Shadow of the Silk Road

October 4, 2006 (Wednesday) / 5:00 pm6:30 pm

Rainey Auditorium, Penn Museum, 3260 South Street

Shadow of the Silk Road

Colin Thubron

Travel Writer

“My travel books spring from curiosity about worlds my generation has found threatening: China, Russia, Islam (and perhaps from a desire to humanize and understand them).” Mr. Thubron describes the journey he took along the ancient trade route from China through Central Asia, Afghanistan, and Iran to the Mediterranean, which led to his newest book, Shadow of the Silk Road. Don’t miss this celebration of the Silk Road's complex history and reflection on what it means to travel this storied trade route today.

Shadow of the Silk Road records a journey along the greatest land route on earth. Out of the heart of China into the mountains of Central Asia, across northern Afghanistan and the plains of Iran and into Kurdish Turkey, Colin Thubron travels from the Tomb of the Yellow Emperor (the mythic progenitor of the Chinese people) to the ancient Mediterranean port of Antioch, going by local bus, truck, car, donkey-cart or camel. He covers 7,000 miles in eight months – in perhaps the most difficult and ambitious journey he has undertaken on forty years on travel.

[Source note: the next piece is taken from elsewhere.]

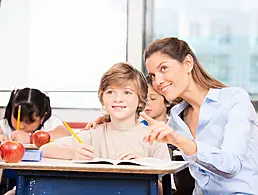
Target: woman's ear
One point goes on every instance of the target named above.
(189, 63)
(43, 118)
(167, 104)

The Silk Road is a huge network of arteries splitting and converging across the breadth of Asia. To travel it is to trace the passage not only of trade and armies, but also of ideas, religions and inventions. Yet alongside this rich and astonishing past, Shadow of the Silk Road is also about Asia today—a continent in upheaval.

One of the trademarks of Colin Thubron’s travel writing is the beauty of his prose; another is his gift for talking to people and getting them to talk to him. Shadow of the Silk Road encounters Islamic countries in many forms. It is about changes in China, transformed since the Cultural Revolution. It is about false nationalisms and the world’s discontented margins, where the true boundaries are not political borders but the frontiers of tribe, ethnicity, language and religion. It is a magnificent and important account of an ancient world in modern ferment.